The other type of audits we are discussing usually focus on specific items (SKU’s) or categories of items, for example, denim jeans valued at $30 or greater. In order to make sure that audits are value-added there needs to be a determining factor that instigates the audit and that audits are not being done on every single item in a store. Putting too many items on an audit form will ensure they do not get done properly or regularly and that renders them useless.
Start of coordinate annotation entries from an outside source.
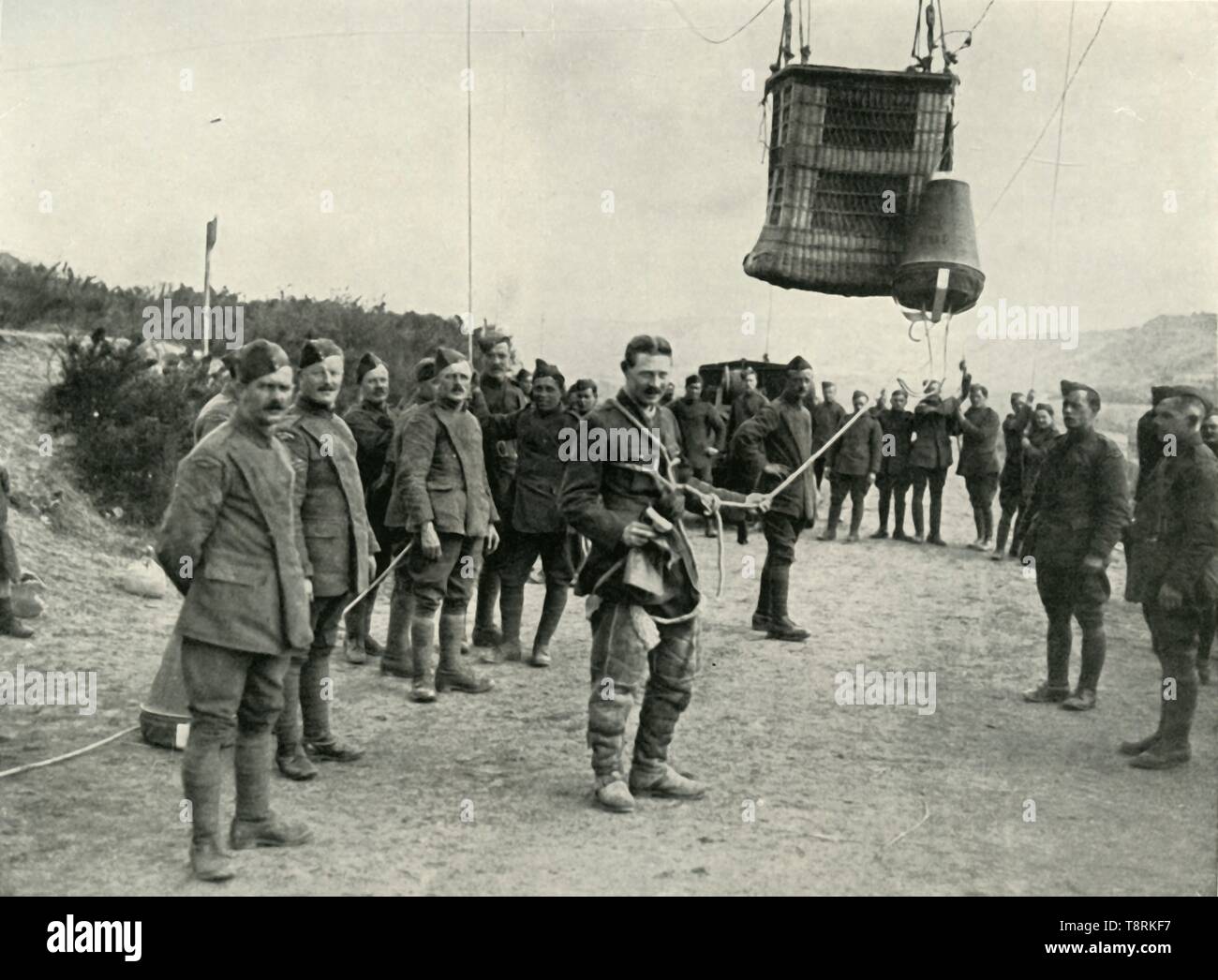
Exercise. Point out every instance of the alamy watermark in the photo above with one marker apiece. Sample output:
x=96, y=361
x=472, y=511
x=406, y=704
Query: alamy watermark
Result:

Daily Loss Prevention audits are usually based on suspicious activity or a reasonable concern that a certain product will be targeted by shoplifters. In one department store I worked for, we started carrying a new line of leather coats. Due to the dollar value of these jackets, we started an audit form for these items and counted them every morning. Because we had a camera set on them we were able to review a days-worth of video in a short time if a count was off. In another store I worked for, we started to see vacuum cleaners of a specific brand start to disappear. We began daily audits and partnered with other retailers that also carried this brand. We found that ours was not an isolated problem and through audits, we were able to get several suspects on camera. The key is to follow up as soon as an audit finds a difference in what store inventory says should be on hand and what actual on-hands are. If a store-generated on hand report is not available, the current count would be compared to the prior day count. Discrepancies would be researched from receipt journals and if no item was sold, the video would be reviewed.

Audits are not difficult and can aid in reducing theft and shrinkage. Keep audit lists short to help make them impactful. Use cameras to record those items you suspect are being stolen or believe are going to be a high theft SKU. Track the time as well as the day the audit is completed to narrow the window to review on video if an item is missing. You don’t have to be in L.P. to conduct audits in your store.